The question of whether or not to fire an employee is a daunting predicament for employers. To make the decision simpler (or less complicated), employers should find out whether the law is on their side.
Here are seven legal reasons to fire an employee:
- The employee does more harm than good. When employees "create more problems than they're worth," it may be time to give them the axe, a management consultant suggested to Inc. Even if you typically can fire an at-will employee -- in most cases without just cause -- be careful about firing a Good Samaritan or any other employee when doing so can trigger a public relations disaster.
- The employee is unable or unwilling to do the job.

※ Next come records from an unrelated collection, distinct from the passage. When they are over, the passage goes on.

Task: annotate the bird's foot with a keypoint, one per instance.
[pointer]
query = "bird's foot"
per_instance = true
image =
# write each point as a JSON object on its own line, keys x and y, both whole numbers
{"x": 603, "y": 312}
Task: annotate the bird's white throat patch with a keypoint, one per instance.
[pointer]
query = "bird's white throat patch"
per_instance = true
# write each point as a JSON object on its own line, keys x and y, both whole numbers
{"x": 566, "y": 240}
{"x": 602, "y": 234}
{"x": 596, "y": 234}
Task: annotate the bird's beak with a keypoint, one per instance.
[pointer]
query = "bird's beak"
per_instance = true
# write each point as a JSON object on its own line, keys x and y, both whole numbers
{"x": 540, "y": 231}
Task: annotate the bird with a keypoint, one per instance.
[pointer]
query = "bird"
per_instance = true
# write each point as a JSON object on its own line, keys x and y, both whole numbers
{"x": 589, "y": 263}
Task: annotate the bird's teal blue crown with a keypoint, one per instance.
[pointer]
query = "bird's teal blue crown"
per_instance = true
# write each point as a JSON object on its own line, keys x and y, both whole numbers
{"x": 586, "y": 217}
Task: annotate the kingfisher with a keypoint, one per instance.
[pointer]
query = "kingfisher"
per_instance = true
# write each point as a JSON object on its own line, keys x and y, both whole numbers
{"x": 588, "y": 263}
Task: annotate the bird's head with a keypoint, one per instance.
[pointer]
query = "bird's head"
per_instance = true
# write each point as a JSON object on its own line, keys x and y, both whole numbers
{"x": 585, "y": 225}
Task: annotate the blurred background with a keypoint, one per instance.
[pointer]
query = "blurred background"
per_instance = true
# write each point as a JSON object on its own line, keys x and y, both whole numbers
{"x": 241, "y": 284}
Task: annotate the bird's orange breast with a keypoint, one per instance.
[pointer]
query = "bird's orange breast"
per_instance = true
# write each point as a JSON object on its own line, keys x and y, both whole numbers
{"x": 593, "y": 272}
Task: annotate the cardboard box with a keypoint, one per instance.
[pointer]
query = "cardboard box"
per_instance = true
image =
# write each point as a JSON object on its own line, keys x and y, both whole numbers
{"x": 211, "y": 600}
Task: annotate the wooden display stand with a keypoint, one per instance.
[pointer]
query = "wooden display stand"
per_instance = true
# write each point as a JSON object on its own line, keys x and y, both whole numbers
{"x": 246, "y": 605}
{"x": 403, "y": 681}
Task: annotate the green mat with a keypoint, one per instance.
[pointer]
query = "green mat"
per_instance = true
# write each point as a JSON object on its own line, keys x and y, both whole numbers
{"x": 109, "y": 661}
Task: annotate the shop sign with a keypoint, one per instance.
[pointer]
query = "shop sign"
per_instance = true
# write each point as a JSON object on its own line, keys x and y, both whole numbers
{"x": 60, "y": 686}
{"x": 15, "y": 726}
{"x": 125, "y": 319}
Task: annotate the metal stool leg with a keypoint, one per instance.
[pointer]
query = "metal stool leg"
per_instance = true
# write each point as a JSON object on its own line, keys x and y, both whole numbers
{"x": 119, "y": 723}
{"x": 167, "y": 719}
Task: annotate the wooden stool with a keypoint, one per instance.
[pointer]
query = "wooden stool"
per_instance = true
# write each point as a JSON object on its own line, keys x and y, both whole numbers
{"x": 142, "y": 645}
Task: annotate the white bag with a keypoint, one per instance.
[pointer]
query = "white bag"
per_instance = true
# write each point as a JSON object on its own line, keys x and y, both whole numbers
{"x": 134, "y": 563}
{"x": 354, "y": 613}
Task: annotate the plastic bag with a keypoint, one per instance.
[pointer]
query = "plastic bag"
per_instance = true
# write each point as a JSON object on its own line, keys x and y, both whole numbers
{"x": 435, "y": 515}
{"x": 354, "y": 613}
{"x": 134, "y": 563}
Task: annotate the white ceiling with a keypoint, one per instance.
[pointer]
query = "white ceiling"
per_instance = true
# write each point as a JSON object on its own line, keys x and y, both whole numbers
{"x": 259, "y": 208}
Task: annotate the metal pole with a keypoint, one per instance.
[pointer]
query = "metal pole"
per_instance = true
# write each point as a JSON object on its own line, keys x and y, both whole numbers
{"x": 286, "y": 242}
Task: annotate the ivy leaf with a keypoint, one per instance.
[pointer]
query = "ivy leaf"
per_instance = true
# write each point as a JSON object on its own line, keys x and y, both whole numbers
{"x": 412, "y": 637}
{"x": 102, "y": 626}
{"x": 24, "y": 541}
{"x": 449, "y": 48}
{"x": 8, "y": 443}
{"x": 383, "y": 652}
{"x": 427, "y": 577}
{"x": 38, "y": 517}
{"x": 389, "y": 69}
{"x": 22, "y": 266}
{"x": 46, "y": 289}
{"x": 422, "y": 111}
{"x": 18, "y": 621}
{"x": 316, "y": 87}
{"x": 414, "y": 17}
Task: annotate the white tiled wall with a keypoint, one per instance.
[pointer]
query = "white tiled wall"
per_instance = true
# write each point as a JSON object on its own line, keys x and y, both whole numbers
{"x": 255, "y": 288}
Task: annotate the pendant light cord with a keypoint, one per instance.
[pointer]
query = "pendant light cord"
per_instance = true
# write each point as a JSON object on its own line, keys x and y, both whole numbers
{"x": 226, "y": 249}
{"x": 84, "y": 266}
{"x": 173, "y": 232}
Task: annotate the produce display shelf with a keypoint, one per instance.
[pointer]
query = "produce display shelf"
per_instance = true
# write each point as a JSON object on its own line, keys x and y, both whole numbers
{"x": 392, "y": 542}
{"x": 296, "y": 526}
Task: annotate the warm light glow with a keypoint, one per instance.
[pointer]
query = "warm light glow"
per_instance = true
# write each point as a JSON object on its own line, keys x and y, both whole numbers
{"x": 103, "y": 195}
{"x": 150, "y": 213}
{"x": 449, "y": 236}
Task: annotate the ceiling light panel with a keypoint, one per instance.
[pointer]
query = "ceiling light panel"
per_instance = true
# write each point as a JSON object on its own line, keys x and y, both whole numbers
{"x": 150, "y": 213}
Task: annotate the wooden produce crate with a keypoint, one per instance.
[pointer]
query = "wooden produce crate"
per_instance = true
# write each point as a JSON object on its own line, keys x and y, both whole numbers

You are typically within your legal rights to fire an employee who fails to perform his or her job to your satisfaction. If you're confident that you provided sufficient training and tools to your employee but he or she still continues to struggle with performing the tasks, it may be time to cut him or her loose.
- The employee is a big fat liar. Employees can be fired for lying or padding their resumes. For example, if an employee claims he or she has cutting-edge PowerPoint skills but in reality can barely grasp clunky ClipArt, it may be time to "zoom in" on the termination option.
- The employee is unfocused or barely around. In general, it's fine for employers to terminate absent or flaky employees. But before taking any action, check your time-off policies and how many days you offer for vacation and sick time. Also, make sure the employee's absence isn't because of FMLA leave or similar state medical leave.
- The employee is on the hunt for a lawsuit. Never retaliate against an employee for exercising his or her legal rights. But if you notice an employee trying to drum up grounds for a lawsuit, you may want to have a chat with your HR department.
- The employee is harming the company's reputation. Though the law on this matter is still evolving, it's generally OK for employers to fire employees for trashing their bosses or others on social media. That being said, don't suppress social media speech on protected issues such as working conditions and pay.
- The employee engaged in inappropriate conduct. Your employment contract should outline types of acceptable and unacceptable workplace behavior. From sexual harassment to racial slurs, your company policy can give you a clear bases for firing a non-compliant employee.
If you're still unsure about your grounds for termination, consider consulting an employment law attorney to sort out your particular legal angle.